Anyone ever had this happen to a TOC bike? Ever chased teh female threads on the arm with a tap and revived them?

May not be a rider anymore...

Thanks for any advice or condolences.

Gary
 
No such thing as unfixable. Take heart. Worth tapping the females and thread filing the males (better option than a die.) Google helicoil if things get ugly.
 
Thanks.
My neighbor (retired machinist and bike guy from way back, has a couple 2os bikes) happened to call tonight on another topic and I mentioned it to him. Helicoil is the backup plan if there is not enough meat left to chase the old threads.

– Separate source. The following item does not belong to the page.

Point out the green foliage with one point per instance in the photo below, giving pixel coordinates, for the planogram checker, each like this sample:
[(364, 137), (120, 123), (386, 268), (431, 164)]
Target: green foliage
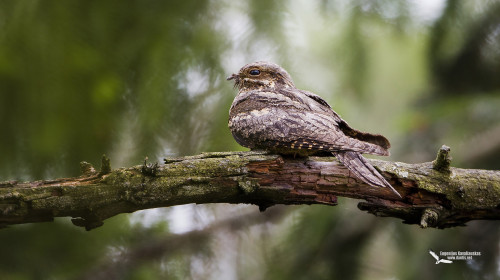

Looks like a pretty straight forward repair but still bugs me that I did this to a hundred year old bike.
.

Gary
 
i worked as a machinist / welder apprentice when a young man there were several newport news ship builders /machinist /welders and one genius tool and die maker from the same ship yard /part of the overall business was a shipyard machinist so there was no shortage of old school talent at the establishment ,to get down to a correct fix i would braze up the crank hole and rethread also strip the pedal down to the bare axel build up the threaded end and run a correct die down the axle and put it right back at std /std
 
Hi,
Thanks for the suggestion, I thought of that option too. Sounds like you were lucky to have worked with those guys. I also had a chance to work and learn from WWII and earlier Merchant Marine and Navy guys in the early 80s on the National Parks Service historic ship collection in San Francisco. One of them had been the youngest cadet with Admiral Byrd's Antarctic explorations in the 30s. He taught me a lot about working around steam engines and how to file the perfect edge on a scraper, razor sharp. Spent meany hours scaling iron work with a chipping hammer listening to his stories of working Liberty Ships from Australia to India. He and a number of others I knew had sailed on the square rigger Kiaulani around Cape Horn in 1940. Last of their kind and all gone now.